Adil El Arbi et Bilall Fallah, qui s’étaient fait remarquer à Hollywood avec le troisième volet de „Bad Boys“, essaient de contrer la déferlante d’images violentes avec des trouvailles formelles qui, hélas, ne fonctionnent pas toujours: outre les chants orientaux qui structurent l’action avec des paroles pseudo-poétiques dignes d’un fortune cookie, il y a deux clips de rap qui viennent interrompre puis clôturer le film.
Si le clip conclusif passe encore, le premier esthétise ce qui est de fait une scène de viol et l’on a du mal à comprendre pourquoi la violence que s’infligent les hommes entre eux est filmée crûment alors que celle que des hommes infligent à une femme est esthétisée, comme si on avait voulu rendre sa représentation moins grave, moins insupportable. Enfin, la dernière partie du film, où Nassim et la mère se retrouvent tous deux en Syrie, est bien trop précipitée, cette accélération de l’action témoignant à la fois d’une certaine impatience et d’un manque de sensibilité, le film perdant en crédibilité ce qu’il gagne en rythme.
Troisième long-métrage d’Ana Lily Amirpour, „Mona Lisa and the Blood Moon“ suit les péripéties d’une jeune femme qui s’échappe d’un hôpital psychiatrique et qui dispose de pouvoirs spéciaux: elle peut s’emparer des esprits des autres et les forcer à exécuter ses ordres – comme se tirer une balle dans le genou ou retirer des centaines de dollars à un distributeur et les rendre à l’inquiétante Mona Lisa (Jeon Jong-seo).
Poursuivie par la police, Mona Lisa rencontrera la stripteaseuse Bonnie (Kate Hudson) qui profitera de ses pouvoirs surnaturels pour se protéger de ses clients puis pour arnaquer des inconnus. Comme elle logera chez Bonnie, elle y rencontrera son fils Charlie (Evan Whitten), qui rêve de partir de son domicile et d’une mère qu’il n’apprécie guère.

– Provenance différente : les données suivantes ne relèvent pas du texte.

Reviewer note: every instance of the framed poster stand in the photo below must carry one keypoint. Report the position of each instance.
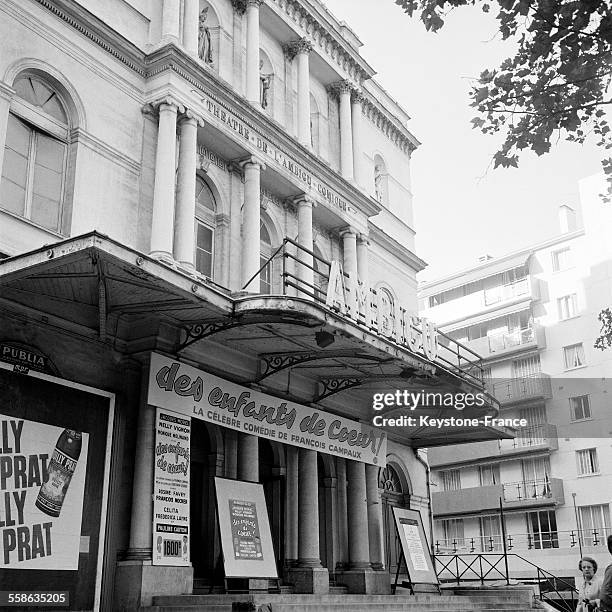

Si le film cherche à brosser le portrait d’une certaine Amérique de la marge, le scénario a du mal à convaincre – il y a une chasse à l’homme un peu ridicule, où le flic, encore blessé, poursuit Mona Lisa et Bonnie qui pourtant ne réussissent pas à le semer; on ne saisit pas pourquoi la police met autant de temps à retrouver les deux criminelles; la fin est beaucoup trop prévisible – et les personnages manquent de profondeur, de sorte qu’on a du mal à comprendre la colère du fils, Amirpour sacrifiant son scénario (bâclé) et ses personnages (bidimensionnels) sur l’autel d’une esthétique léchée qui, si elle fonctionne formellement, ne réussit pas à cacher que son film est bien creux.